For the past two decades, director Michael Bay has divided cinephiles like no other filmmaker. Depending on your point of view he's either a master of spectacle or a hack who doesn't know the first thing about the basics of cinematic storytelling. In bringing the story of the September 11th 2012 attack on a US diplomatic outpost in the Libyan city of Benghazi to the screen, it seemed Bay was set to divide cinema-goers on political lines.
Benghazi, and Hilary Clinton's lack of decisive action on that night, could be the make or break issue for US voters in the upcoming election, and it would seem from the outset that Bay's film is the most lavish party political broadcast ever created on behalf of the Republican party. From the beginning we have a conflict between gun-toting warriors and Ivy league educated intellectuals over how to deal with the security of the compound. A six-man team of CIA 'security contractors', led by Rone (James Badge Dale) and Jack (John Krasinksi), is assigned the task of securing the location and immediately find themselves bickering with 'The Chief' (David Costabile) over how to deal with the local populace.
Only Bay could make a movie that indulges in homophobia and homoeroticism within the same scene. While Jack argues with the effeminate chief in his office, Bay cuts back and forth to the courtyard, where a sweaty, half naked Rone pulls a tire behind him in a scene even Pasolini would find too raunchy. Throughout I kept waiting for a Top Gun-esque "Your ass is mine!" line.
Women have never fared well in Bay's film, but with most of his female cast clad in niqabs, opportunities for up-skirt shots simply don't present themselves here. There is however the classic Bay blonde in the form of a CIA officer who initially bickers with our bearded heroes before developing a case of damp panties when they later assert their alpha male ways during the attack.
As for that attack, well it's probably Bay's best work to date, but that's all relative of course. He's still clueless when it comes to conveying geography, so it's difficult to get your head around where the various characters are at any given time. No attempt is made to humanise the attackers, reduced here to a throng of zombies in soccer jerseys and headscarves.

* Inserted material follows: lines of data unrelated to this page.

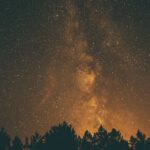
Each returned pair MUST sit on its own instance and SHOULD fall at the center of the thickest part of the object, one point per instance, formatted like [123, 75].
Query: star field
[84, 62]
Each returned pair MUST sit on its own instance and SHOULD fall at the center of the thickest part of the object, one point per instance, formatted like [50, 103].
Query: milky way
[84, 62]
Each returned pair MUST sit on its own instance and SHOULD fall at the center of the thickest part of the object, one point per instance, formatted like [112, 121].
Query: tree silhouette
[100, 139]
[4, 140]
[36, 142]
[116, 141]
[17, 144]
[86, 143]
[61, 137]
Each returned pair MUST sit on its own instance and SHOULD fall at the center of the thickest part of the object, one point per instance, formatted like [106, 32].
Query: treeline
[63, 137]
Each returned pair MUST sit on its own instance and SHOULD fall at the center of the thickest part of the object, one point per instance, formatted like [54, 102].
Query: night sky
[86, 62]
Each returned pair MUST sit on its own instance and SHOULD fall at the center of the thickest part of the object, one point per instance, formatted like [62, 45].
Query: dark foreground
[63, 137]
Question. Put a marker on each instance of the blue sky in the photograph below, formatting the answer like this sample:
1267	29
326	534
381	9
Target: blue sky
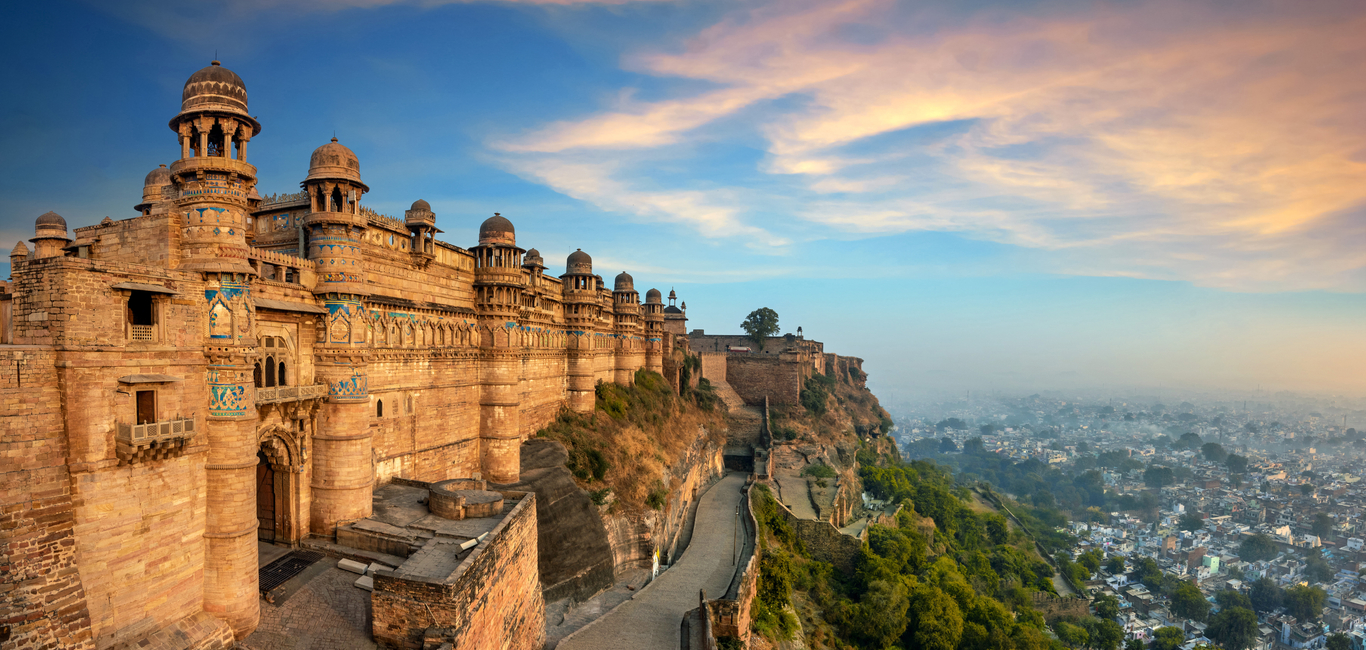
970	195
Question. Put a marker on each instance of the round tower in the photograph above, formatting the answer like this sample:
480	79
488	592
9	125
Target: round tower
212	178
421	221
626	327
49	235
581	317
209	187
335	230
653	318
497	288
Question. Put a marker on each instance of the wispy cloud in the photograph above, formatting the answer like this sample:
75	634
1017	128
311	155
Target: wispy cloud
1220	145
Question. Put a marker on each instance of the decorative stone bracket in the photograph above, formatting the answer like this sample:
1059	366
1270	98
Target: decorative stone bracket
152	441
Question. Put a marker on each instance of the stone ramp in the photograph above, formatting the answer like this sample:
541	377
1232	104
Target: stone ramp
652	619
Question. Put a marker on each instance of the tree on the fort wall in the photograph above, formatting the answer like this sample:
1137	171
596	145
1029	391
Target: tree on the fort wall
760	325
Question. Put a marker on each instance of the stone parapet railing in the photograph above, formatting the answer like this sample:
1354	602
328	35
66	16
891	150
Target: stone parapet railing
291	393
152	440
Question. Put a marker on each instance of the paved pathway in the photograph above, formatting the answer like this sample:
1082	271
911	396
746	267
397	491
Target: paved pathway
652	619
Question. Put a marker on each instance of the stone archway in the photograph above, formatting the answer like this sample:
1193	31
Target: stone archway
280	512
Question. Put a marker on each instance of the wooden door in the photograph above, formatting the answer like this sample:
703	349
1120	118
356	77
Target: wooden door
265	499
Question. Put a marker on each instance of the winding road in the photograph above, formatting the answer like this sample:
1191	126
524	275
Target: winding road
652	619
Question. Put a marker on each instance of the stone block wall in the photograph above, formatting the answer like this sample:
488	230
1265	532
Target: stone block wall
824	541
43	598
492	601
756	377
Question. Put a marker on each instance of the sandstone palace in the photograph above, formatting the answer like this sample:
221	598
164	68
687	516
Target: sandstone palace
227	368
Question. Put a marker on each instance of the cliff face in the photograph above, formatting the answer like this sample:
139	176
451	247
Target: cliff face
615	488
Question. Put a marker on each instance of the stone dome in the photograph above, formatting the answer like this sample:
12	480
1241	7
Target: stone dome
216	89
579	262
51	219
157	178
335	161
497	230
533	258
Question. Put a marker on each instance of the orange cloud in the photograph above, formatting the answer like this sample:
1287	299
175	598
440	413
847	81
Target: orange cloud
1160	139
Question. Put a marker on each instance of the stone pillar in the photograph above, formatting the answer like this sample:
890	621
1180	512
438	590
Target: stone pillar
343	469
230	576
500	430
582	395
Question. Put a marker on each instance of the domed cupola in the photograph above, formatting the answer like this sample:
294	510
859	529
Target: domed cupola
497	230
578	264
333	161
49	235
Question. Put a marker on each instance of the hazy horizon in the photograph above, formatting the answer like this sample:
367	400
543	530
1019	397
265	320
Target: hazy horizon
1010	197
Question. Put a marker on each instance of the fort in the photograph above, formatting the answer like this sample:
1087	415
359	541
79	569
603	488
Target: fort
227	368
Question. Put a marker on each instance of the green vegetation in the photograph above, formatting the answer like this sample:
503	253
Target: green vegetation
950	575
760	325
623	447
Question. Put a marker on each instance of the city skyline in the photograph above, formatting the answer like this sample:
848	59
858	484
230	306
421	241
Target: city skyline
1000	197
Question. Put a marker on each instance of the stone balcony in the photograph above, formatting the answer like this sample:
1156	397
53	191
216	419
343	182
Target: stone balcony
152	440
291	393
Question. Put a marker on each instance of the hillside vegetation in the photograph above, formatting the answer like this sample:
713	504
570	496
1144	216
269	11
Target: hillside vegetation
944	578
833	407
622	452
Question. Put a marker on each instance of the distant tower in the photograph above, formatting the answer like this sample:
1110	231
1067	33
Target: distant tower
497	280
421	221
675	318
581	318
626	309
653	332
49	235
333	231
211	185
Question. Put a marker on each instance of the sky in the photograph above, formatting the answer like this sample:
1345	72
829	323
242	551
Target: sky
970	195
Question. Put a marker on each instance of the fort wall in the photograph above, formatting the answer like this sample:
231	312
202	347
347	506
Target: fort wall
491	601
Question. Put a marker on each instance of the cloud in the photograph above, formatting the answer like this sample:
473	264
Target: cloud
1220	145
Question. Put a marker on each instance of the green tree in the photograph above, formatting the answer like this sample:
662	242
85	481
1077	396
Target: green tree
1187	601
1322	525
1191	522
1257	548
1107	606
933	620
881	612
1234	628
1265	594
1305	602
1168	638
760	325
1230	598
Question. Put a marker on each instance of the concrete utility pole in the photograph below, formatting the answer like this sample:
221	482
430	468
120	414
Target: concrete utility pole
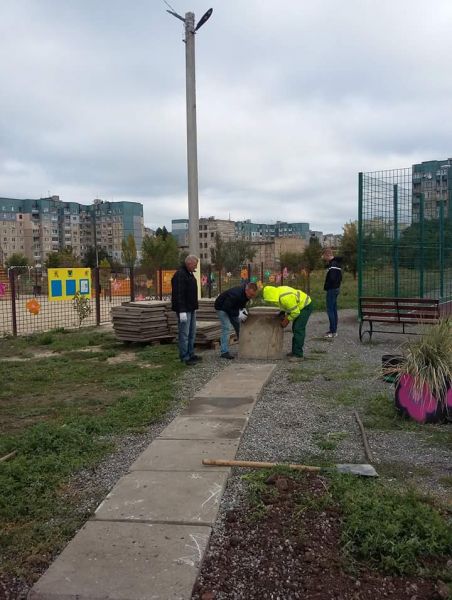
192	143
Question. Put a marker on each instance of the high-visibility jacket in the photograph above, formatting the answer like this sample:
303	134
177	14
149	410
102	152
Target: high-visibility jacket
287	299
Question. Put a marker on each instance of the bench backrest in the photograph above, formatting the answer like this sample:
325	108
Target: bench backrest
406	310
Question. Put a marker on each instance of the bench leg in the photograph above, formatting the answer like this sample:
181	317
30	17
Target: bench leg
362	332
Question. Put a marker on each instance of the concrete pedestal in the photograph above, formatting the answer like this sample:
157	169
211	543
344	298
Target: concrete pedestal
261	335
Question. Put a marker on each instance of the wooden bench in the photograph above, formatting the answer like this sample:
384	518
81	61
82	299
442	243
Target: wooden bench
401	311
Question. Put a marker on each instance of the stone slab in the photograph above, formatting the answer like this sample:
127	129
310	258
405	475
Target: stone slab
126	561
175	496
261	336
184	455
228	407
238	381
204	428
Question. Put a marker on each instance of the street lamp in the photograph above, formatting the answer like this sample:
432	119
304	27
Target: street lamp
192	152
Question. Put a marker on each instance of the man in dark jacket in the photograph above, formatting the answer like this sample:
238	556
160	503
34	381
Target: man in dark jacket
184	301
332	286
230	307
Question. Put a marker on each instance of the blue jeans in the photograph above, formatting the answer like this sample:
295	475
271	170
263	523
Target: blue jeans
187	332
331	308
226	324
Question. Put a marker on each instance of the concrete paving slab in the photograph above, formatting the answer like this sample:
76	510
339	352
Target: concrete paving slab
232	407
238	381
184	455
175	496
204	428
126	561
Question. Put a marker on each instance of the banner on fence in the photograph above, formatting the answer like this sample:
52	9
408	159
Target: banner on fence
65	283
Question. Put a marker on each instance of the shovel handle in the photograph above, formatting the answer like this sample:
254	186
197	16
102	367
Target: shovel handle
256	465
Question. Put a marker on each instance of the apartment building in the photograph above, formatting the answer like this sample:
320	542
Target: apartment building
37	227
208	229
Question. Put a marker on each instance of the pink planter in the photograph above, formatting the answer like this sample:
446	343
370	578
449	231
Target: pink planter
421	407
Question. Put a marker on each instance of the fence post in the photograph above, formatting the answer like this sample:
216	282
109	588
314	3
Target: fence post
395	254
97	293
360	239
209	280
132	284
441	249
421	246
160	284
12	287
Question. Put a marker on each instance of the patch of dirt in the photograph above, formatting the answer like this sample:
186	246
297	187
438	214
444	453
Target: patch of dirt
124	357
290	554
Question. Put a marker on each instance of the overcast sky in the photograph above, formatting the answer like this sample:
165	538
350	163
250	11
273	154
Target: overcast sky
294	98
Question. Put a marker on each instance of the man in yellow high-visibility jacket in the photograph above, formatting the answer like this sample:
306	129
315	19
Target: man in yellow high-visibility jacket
297	308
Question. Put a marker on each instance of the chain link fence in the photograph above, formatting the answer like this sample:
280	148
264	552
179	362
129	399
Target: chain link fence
405	236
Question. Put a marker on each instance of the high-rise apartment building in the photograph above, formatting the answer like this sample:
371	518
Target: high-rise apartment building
432	182
37	227
255	232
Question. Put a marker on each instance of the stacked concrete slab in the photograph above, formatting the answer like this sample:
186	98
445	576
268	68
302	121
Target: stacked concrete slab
148	537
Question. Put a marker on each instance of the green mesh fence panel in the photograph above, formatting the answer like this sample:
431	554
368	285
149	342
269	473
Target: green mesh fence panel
405	235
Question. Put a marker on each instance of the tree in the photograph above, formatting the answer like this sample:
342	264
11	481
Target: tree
231	254
129	251
93	258
62	258
160	251
17	260
293	261
349	247
312	259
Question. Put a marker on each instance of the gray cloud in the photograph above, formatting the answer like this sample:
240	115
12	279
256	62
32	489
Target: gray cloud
294	98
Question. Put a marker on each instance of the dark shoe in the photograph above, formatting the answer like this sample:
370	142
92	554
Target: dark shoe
296	358
190	362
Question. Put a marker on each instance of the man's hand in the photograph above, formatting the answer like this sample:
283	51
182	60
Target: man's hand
284	322
243	315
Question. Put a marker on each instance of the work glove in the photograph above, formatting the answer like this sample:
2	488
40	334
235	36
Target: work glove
243	315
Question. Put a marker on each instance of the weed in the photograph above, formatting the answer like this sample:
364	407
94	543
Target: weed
389	530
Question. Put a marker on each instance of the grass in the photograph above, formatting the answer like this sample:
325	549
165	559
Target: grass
61	414
395	532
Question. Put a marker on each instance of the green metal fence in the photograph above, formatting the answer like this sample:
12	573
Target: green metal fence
405	235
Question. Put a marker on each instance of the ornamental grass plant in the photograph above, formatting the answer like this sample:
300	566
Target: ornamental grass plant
428	360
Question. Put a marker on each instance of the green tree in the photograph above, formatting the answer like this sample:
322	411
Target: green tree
312	260
349	247
62	258
293	261
93	258
129	251
160	251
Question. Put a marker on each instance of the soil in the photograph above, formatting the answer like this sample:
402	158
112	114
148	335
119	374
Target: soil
287	554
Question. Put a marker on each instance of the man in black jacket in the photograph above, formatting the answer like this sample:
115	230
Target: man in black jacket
230	307
184	301
332	286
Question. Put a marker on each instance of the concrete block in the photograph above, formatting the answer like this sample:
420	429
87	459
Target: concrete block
184	455
261	335
204	428
126	561
238	381
161	496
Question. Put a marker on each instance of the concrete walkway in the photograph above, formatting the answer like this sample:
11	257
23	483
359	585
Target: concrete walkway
148	537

To call 13 Hours propaganda would be an insult to that particular school of manipulative cinema. Bay simply doesn't have the skill to sell a political stance. To view the movie as anything more than a bad Assault on Precinct 13 knockoff is to give its director far too much credit. It's only when the film has ended that it really shows its true colours; after a roll call of the four victims of the siege - Ambassador Christopher Stevens, diplomat Sean Smith, and CIA contractors Tyrone Woods and Glen Doherty - the film distastefully dedicates itself not to all four, but merely the latter pair.